Since I am working in a research institute, that means that I am not in a university with students. That means that my time isn't divided between research and teaching. That means that I can simply sit at my table and do research: design experiments, analyze them, whatnot. I don't need to hold office hours and deal with students that while most are amazing, some are just a pain.
Also, since I am not in a university, then we have to be creative when finding our subject pool. I won't reveal details here, as I think it would not be wise, but I am finding the fact that we have plenty of connections with many different people all over Germany a great blessing. Hence, we don't have problems finding participats in experiments.

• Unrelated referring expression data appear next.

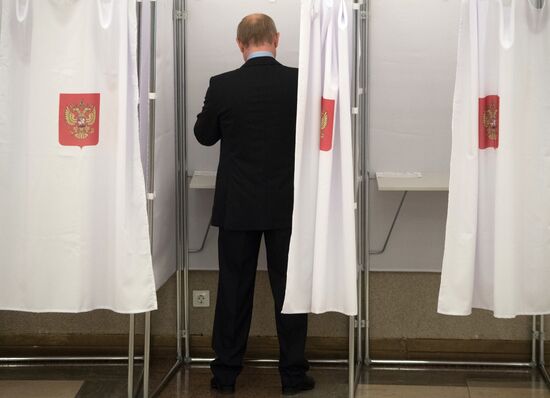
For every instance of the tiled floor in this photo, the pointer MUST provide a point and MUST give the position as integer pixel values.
(259, 382)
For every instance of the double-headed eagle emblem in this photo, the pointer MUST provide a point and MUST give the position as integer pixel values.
(81, 117)
(490, 122)
(324, 123)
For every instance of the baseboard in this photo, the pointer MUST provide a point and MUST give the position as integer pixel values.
(267, 347)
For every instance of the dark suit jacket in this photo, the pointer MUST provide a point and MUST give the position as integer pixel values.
(252, 110)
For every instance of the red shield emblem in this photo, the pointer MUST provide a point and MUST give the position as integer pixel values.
(489, 113)
(79, 119)
(327, 123)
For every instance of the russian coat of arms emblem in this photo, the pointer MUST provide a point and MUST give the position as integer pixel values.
(79, 119)
(489, 109)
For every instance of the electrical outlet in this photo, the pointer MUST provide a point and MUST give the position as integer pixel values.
(201, 298)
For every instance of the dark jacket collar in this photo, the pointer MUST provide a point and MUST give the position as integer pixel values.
(258, 61)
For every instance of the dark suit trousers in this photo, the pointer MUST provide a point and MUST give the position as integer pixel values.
(238, 257)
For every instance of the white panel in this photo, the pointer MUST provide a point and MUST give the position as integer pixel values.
(412, 64)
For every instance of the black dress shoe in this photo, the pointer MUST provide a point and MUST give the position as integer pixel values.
(308, 383)
(230, 389)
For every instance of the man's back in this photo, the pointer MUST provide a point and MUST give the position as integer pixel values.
(253, 111)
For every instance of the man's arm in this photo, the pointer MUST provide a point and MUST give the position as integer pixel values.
(207, 126)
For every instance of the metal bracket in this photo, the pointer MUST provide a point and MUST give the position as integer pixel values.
(179, 15)
(388, 236)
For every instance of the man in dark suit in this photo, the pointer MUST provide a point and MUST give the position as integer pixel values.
(252, 111)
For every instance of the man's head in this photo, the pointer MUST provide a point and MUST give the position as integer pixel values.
(257, 32)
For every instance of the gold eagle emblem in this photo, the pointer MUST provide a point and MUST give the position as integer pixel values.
(324, 122)
(81, 117)
(490, 122)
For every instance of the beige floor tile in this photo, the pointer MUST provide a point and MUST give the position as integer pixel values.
(39, 388)
(402, 391)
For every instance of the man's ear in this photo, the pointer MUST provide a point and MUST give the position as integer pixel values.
(240, 45)
(276, 41)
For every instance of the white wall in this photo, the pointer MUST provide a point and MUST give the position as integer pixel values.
(412, 64)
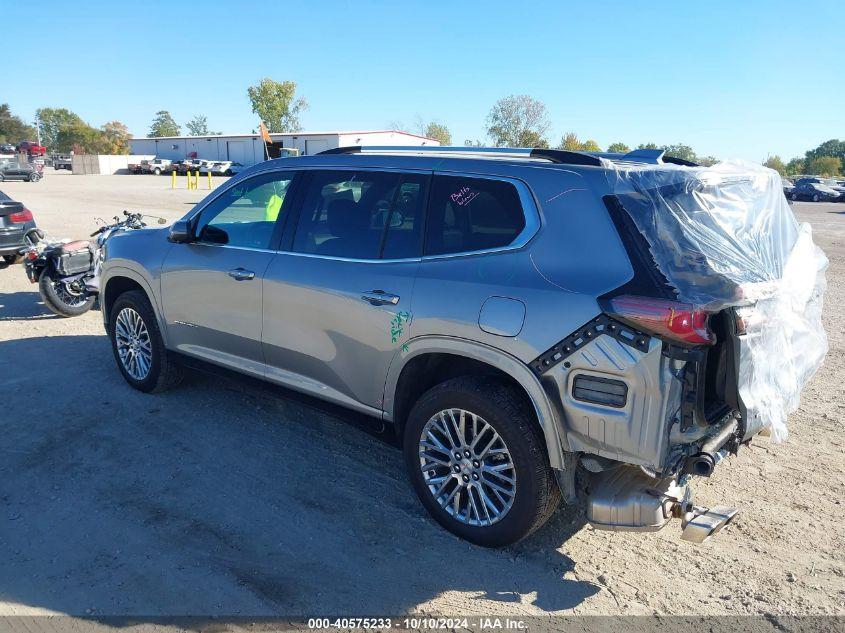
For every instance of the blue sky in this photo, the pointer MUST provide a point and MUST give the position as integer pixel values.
(732, 79)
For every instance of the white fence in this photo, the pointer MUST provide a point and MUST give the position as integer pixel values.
(105, 164)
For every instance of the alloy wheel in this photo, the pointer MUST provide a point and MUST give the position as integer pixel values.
(467, 467)
(133, 343)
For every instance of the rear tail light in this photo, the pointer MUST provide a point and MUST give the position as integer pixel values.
(667, 319)
(21, 217)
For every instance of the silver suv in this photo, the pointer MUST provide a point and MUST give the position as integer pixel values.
(524, 319)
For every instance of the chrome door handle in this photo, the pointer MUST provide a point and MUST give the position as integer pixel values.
(241, 274)
(380, 298)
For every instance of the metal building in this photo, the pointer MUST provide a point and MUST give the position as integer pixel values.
(249, 149)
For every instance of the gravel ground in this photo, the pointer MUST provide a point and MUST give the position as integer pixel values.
(225, 497)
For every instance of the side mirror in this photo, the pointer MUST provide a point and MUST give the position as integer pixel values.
(180, 233)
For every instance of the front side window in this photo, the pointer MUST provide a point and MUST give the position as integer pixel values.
(361, 215)
(472, 214)
(245, 215)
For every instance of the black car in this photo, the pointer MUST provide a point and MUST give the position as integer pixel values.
(12, 169)
(15, 221)
(815, 191)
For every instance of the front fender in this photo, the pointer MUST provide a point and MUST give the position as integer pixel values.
(124, 269)
(555, 440)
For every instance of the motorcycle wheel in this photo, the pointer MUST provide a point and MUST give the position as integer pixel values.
(60, 300)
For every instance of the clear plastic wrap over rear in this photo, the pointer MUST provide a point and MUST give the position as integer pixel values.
(725, 236)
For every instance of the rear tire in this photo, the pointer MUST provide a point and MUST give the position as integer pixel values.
(53, 299)
(161, 371)
(535, 493)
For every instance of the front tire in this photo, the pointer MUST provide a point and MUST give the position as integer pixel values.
(478, 463)
(138, 346)
(60, 300)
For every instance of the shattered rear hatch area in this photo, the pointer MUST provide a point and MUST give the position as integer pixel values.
(724, 237)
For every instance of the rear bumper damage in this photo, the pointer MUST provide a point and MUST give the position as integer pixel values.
(652, 410)
(626, 499)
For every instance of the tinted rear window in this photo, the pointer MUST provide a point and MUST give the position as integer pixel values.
(472, 214)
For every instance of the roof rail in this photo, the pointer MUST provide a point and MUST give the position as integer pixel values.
(552, 155)
(656, 157)
(559, 156)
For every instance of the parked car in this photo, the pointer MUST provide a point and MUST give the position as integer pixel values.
(532, 323)
(31, 148)
(15, 222)
(788, 186)
(191, 164)
(225, 168)
(815, 191)
(62, 161)
(13, 169)
(156, 166)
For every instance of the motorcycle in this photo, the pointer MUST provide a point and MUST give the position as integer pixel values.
(68, 273)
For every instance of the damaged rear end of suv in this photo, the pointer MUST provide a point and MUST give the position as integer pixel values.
(708, 345)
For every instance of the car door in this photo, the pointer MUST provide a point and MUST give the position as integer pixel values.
(338, 299)
(212, 287)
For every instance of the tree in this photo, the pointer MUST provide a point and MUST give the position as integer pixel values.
(824, 165)
(275, 104)
(518, 121)
(52, 120)
(80, 138)
(439, 132)
(164, 125)
(12, 128)
(775, 162)
(114, 138)
(795, 166)
(833, 147)
(570, 142)
(679, 150)
(198, 126)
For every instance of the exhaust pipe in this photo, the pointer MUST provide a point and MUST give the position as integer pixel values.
(704, 462)
(702, 523)
(626, 499)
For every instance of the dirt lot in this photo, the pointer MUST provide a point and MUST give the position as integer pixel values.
(224, 497)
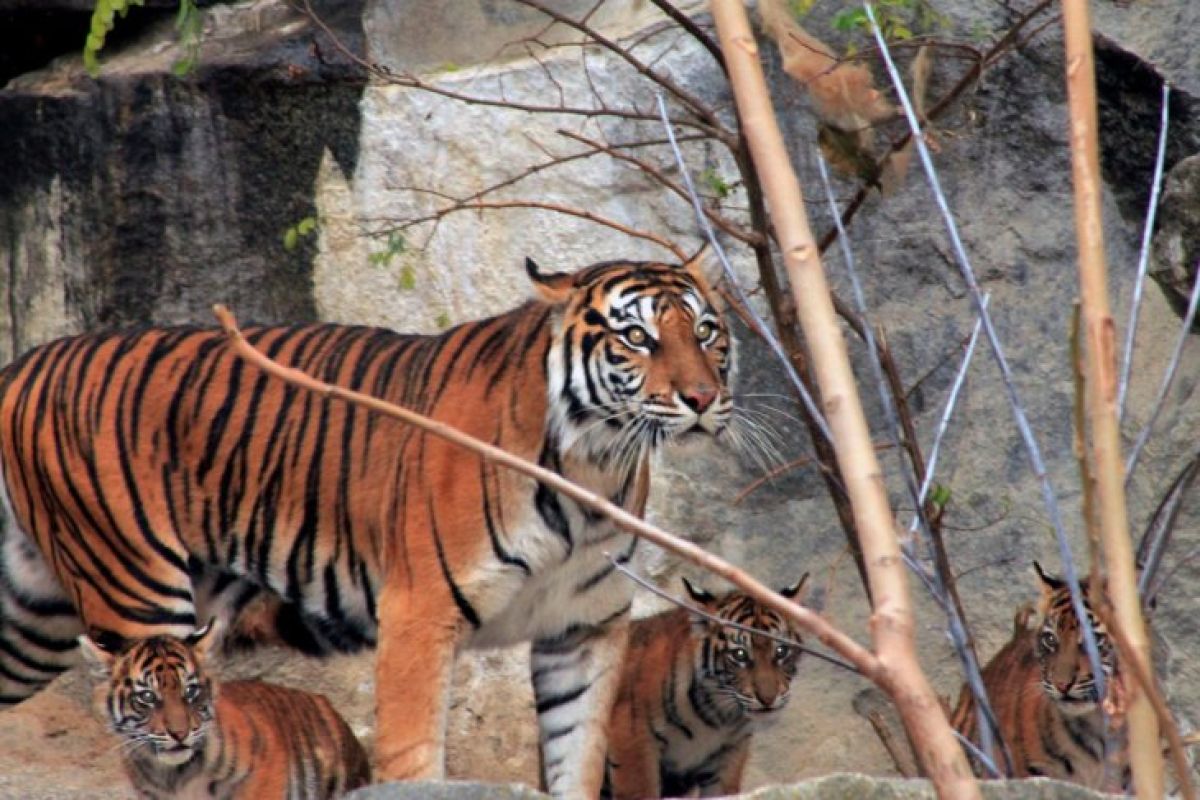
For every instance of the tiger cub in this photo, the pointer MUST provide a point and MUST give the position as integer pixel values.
(1044, 695)
(183, 735)
(691, 692)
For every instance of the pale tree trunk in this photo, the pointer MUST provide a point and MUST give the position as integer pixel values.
(892, 620)
(1099, 337)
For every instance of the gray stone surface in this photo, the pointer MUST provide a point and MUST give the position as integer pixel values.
(139, 198)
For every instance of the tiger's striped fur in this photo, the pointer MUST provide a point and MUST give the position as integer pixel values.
(185, 737)
(691, 693)
(1043, 692)
(143, 469)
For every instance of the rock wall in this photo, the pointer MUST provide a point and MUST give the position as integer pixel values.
(138, 197)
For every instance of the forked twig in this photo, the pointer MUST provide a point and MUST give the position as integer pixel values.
(1144, 252)
(1049, 498)
(1168, 379)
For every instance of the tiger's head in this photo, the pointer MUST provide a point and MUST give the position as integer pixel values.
(1067, 674)
(156, 696)
(642, 355)
(745, 673)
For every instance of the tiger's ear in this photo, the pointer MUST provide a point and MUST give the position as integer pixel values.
(100, 653)
(1049, 583)
(795, 590)
(552, 287)
(699, 596)
(204, 642)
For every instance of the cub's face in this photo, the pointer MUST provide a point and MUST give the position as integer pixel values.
(157, 698)
(1067, 675)
(646, 355)
(751, 671)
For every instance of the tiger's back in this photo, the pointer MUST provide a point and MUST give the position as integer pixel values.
(691, 695)
(184, 735)
(1045, 699)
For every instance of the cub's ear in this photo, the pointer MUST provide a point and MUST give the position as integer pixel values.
(552, 287)
(204, 641)
(705, 268)
(699, 595)
(1049, 583)
(795, 590)
(100, 650)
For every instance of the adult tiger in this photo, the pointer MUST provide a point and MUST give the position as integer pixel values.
(184, 735)
(1045, 698)
(135, 461)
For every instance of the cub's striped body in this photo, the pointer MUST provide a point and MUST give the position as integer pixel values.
(1044, 696)
(184, 737)
(151, 474)
(691, 692)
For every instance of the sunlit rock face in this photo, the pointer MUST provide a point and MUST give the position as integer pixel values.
(138, 197)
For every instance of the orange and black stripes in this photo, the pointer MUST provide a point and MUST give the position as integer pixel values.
(1044, 696)
(153, 480)
(251, 740)
(691, 690)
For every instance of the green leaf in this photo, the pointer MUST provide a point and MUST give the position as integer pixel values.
(849, 19)
(940, 495)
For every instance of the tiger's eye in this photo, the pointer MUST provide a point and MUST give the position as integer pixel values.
(636, 336)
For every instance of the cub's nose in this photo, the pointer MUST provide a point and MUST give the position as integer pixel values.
(699, 398)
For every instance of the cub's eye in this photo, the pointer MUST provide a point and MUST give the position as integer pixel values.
(636, 336)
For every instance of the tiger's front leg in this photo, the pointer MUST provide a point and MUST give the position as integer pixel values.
(413, 671)
(575, 679)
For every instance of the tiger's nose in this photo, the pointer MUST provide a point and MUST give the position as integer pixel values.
(699, 398)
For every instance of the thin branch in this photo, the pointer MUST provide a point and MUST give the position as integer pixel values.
(1158, 533)
(964, 263)
(892, 619)
(1132, 666)
(1003, 44)
(739, 233)
(731, 277)
(387, 74)
(696, 31)
(694, 103)
(1144, 253)
(1168, 379)
(727, 623)
(810, 621)
(571, 211)
(785, 468)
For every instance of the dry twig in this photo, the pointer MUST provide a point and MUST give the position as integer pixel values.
(1146, 757)
(892, 623)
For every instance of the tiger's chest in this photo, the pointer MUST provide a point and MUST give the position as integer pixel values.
(570, 584)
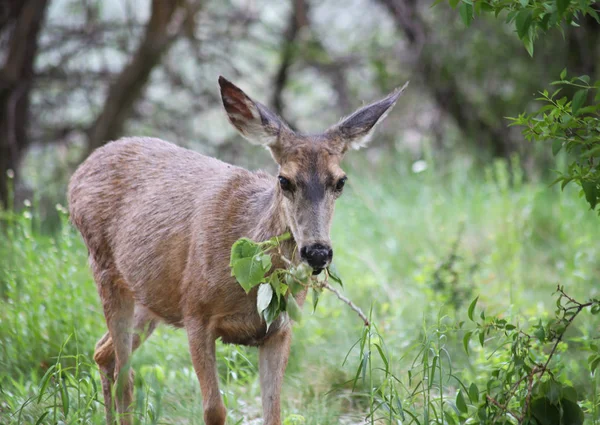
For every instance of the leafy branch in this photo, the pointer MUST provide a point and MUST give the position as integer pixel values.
(252, 265)
(518, 388)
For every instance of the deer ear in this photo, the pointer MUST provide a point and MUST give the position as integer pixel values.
(356, 130)
(254, 121)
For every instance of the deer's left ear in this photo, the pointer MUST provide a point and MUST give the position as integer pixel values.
(356, 130)
(253, 120)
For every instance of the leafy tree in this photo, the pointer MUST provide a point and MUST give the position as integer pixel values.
(569, 116)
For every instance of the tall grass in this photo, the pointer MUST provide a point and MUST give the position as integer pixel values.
(414, 249)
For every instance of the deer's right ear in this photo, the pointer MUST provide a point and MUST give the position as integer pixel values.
(254, 121)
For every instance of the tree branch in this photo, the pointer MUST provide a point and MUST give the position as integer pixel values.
(167, 20)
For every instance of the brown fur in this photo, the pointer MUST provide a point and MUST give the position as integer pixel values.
(159, 222)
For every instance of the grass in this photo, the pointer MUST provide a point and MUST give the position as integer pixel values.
(415, 248)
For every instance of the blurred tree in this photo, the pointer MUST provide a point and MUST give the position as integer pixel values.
(20, 25)
(444, 83)
(168, 20)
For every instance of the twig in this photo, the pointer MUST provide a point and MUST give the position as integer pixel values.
(502, 408)
(347, 301)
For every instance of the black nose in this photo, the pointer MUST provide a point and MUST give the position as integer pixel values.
(316, 255)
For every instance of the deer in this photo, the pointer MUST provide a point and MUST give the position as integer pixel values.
(159, 222)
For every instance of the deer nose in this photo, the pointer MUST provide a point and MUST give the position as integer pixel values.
(316, 255)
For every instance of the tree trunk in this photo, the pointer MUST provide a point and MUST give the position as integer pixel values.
(16, 79)
(444, 86)
(166, 22)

One cognitively dissonant thing I am struggling with is the fact that as much as English is pretty much the lingua academia, research is still most of the time done in German. Meetings are held in German, and so are discussions. I guess it is not a bad thing, after all, it is German immersion, and this makes my German skills better. But I just find it interesting that the discussions are in German, and yet our publications are mostly in English.
Another thing I am slowly liking is this idea that I have leave days that I can take. Since I am not teaching in a university, I am hired for the whole year, every month (my professors in Buffalo on the other hand are only employed for 9 months per year, so they can do whatever they want during the summer, with no student advising or teaching obligations, but they better be there during the semester). However, I have leave days that I can use if I want, and I will definitely use them. I simply need to file a leave, and I don't have to go to work. That I think is amazing.
One thing I like with academia is the idea that one can work from home. So I don't need to be in my office every day if I don't want to. That is still the same back in Buffalo, and I still find that enjoyable. Here, I don't work at home, but I can work from coffeeshops if I want to.